Django Q is still a young project. If you do find any incompatibilities please submit an issue on github.

OS X

Running Django Q on OS X should work fine, except for the following known issues:

  • multiprocessing.Queue.qsize() is not supported. This leads to the monitor not reporting the internal queue size of clusters running under OS X.
  • CPU count through multiprocessing.cpu_count() does not work. Installing psutil provides Django Q with an alternative way of determining the number of CPU’s on your system
  • CPU affinity is provided by psutil which at this time does not support this feature on OSX. The code however is aware of this and will fake the CPU affinity assignment in the logs without actually assigning it. This way you can still develop with this setting.

Windows

The cluster and worker multiprocessing code depend on the OS’s ability to fork, unfortunately forking is not supported under windows. You should however be able to develop and test without the cluster by setting the sync option to True in the configuration. This will run all async calls inline through a single cluster worker without the need for forking. Other known issues are:

  • os.getppid() is only supported under windows since Python 3.2. If you use an older version you need to install psutil as an alternative.
  • CPU count through multiprocessing.cpu_count() occasionally fails on servers. Installing psutil provides Django Q with an alternative way of determining the number of CPU’s on your system
  • The monitor and info commands rely on the Curses package which is not officially supported on windows.

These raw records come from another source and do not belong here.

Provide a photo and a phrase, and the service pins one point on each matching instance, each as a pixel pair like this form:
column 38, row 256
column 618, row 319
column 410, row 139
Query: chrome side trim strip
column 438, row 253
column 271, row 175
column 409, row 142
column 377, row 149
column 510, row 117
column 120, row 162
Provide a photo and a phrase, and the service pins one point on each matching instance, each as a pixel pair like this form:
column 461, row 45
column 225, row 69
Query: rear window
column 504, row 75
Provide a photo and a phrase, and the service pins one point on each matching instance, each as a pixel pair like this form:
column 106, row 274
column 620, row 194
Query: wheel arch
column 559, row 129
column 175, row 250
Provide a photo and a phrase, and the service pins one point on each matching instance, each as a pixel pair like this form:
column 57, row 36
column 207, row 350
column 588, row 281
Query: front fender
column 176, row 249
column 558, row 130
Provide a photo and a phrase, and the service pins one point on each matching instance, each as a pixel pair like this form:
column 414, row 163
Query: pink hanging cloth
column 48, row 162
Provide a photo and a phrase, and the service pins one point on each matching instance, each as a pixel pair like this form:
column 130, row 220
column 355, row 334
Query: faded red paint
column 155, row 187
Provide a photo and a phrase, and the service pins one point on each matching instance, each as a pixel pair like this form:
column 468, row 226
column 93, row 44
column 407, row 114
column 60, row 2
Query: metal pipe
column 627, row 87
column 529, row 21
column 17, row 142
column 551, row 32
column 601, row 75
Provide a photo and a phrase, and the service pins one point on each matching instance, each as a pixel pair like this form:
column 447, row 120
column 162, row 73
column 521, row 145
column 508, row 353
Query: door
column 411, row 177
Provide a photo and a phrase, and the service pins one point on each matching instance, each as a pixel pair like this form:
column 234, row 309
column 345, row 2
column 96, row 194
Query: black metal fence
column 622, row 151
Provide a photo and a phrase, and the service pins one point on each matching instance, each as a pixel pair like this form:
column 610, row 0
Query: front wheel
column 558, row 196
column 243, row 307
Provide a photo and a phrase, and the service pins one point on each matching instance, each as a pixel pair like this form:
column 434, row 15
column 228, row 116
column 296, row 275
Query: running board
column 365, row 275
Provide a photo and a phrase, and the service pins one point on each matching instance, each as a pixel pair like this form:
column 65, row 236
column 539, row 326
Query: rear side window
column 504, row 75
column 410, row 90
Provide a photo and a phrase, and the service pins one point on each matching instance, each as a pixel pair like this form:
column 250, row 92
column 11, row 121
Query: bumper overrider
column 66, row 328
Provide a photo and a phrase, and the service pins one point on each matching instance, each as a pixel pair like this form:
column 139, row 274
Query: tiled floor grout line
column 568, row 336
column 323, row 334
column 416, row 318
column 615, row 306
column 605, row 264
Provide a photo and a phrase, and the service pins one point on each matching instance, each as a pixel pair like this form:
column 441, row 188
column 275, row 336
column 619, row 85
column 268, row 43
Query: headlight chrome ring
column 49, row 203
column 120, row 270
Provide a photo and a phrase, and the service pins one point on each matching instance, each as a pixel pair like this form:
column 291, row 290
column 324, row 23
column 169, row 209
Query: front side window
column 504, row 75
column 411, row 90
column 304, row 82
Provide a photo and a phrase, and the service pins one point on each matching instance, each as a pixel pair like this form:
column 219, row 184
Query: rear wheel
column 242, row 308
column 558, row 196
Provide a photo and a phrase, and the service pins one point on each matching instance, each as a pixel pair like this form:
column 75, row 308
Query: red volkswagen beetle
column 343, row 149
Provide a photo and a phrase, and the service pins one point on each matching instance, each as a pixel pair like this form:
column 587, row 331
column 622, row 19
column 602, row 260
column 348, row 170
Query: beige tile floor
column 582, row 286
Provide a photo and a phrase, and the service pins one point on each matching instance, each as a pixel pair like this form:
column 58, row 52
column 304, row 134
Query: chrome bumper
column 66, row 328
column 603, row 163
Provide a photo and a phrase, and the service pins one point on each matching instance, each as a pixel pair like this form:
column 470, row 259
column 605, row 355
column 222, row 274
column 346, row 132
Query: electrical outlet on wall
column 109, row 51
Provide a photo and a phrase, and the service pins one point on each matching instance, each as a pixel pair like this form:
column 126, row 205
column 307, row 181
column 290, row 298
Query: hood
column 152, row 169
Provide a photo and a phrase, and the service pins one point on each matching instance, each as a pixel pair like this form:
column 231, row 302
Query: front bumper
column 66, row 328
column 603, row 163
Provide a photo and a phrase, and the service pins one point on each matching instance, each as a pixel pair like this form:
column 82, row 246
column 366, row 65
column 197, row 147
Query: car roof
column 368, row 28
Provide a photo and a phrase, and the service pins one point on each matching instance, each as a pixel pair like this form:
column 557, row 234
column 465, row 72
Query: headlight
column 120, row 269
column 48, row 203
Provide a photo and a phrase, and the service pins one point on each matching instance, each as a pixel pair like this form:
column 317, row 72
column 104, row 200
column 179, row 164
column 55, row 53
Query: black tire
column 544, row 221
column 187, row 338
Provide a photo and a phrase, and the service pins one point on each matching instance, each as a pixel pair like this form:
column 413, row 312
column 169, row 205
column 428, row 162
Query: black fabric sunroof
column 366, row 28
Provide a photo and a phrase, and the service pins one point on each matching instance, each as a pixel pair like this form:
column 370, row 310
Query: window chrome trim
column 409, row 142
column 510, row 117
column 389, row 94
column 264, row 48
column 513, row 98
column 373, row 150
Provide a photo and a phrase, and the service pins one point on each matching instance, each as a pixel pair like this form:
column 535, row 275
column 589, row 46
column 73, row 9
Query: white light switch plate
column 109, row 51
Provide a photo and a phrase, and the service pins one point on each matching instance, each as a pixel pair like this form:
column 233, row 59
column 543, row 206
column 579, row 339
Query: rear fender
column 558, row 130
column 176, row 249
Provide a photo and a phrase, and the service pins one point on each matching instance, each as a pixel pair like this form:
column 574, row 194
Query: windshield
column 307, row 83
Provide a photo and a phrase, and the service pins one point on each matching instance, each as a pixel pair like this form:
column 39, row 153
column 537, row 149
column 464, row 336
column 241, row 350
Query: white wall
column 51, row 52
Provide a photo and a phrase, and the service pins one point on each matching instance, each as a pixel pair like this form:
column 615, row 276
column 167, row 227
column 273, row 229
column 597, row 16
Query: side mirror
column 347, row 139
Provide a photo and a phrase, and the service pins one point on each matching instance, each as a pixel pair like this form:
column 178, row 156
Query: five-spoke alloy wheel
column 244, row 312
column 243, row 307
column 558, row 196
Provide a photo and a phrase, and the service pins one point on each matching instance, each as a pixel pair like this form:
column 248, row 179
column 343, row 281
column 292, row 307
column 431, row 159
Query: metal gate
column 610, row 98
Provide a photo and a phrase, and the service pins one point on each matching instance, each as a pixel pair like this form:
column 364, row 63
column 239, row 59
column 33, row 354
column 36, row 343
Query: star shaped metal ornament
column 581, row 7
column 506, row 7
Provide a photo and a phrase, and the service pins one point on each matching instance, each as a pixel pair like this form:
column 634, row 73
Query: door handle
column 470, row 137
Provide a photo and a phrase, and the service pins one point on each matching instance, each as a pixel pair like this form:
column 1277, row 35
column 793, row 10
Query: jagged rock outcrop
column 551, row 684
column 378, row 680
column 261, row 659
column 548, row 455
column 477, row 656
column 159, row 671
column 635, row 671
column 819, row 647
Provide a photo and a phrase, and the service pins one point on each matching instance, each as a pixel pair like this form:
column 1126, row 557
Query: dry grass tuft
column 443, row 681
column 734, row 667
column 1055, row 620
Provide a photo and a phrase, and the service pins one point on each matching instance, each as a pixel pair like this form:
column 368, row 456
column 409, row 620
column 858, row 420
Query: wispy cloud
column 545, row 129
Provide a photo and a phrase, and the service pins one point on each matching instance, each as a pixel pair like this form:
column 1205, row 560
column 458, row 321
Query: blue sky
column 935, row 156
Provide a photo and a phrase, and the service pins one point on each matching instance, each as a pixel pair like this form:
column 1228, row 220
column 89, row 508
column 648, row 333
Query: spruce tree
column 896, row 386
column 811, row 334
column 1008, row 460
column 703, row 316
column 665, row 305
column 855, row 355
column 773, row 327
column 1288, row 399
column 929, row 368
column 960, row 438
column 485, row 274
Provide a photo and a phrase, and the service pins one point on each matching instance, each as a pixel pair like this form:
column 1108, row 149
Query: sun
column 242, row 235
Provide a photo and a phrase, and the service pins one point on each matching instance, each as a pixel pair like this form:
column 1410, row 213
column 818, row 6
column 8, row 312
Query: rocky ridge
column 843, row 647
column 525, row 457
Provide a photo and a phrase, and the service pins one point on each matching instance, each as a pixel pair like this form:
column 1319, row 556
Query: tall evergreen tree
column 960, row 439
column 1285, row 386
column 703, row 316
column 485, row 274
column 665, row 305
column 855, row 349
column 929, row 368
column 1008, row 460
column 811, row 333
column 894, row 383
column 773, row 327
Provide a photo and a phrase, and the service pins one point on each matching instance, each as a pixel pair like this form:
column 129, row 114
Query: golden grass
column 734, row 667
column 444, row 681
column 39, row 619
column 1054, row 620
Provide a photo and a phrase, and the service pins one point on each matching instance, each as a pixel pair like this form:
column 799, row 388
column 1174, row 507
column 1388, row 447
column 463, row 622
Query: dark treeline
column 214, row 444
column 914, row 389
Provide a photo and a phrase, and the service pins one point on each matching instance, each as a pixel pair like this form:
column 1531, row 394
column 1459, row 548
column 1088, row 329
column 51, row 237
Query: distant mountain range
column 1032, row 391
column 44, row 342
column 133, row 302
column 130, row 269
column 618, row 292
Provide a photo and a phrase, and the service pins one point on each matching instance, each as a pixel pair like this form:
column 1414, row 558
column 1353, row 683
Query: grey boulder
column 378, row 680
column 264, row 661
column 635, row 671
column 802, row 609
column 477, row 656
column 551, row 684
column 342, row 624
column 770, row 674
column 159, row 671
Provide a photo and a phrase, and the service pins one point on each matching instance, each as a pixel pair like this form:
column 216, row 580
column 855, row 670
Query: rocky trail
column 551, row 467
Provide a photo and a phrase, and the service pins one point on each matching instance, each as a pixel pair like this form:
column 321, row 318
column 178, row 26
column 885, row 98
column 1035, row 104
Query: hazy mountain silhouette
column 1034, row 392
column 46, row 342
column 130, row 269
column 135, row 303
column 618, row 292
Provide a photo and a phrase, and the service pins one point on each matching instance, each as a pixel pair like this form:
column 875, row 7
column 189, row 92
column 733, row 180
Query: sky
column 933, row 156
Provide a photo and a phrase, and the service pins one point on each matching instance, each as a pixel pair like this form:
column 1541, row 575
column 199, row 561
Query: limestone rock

There are however some ports available like this one by Christoph Gohlke.

Python

The code is always tested against the latest version Python 3 and we try to stay compatible with the last two versions of each. Current tests are performed with 3.7 and 3.8 If you do encounter any regressions with earlier versions, please submit an issue on github

Note

Django releases before 1.11 are not supported on Python 3.6 Django releases before 2.0 are not supported on Python 3.7

Open-source packages

Django Q is always tested with the latest versions of the required and optional Python packages. We try to keep the dependencies as up to date as possible. You can reference the requirements file to determine which versions are currently being used for tests and development.

Django

We strive to be compatible with last two major version of Django. At the moment this means we support the 2.2.x and 3.1.x releases.

Since we are now no longer supporting Python 2, we can also not support older versions of Django that do not support Python >= 3.6 For this you can always use older releases, but they are no longer maintained.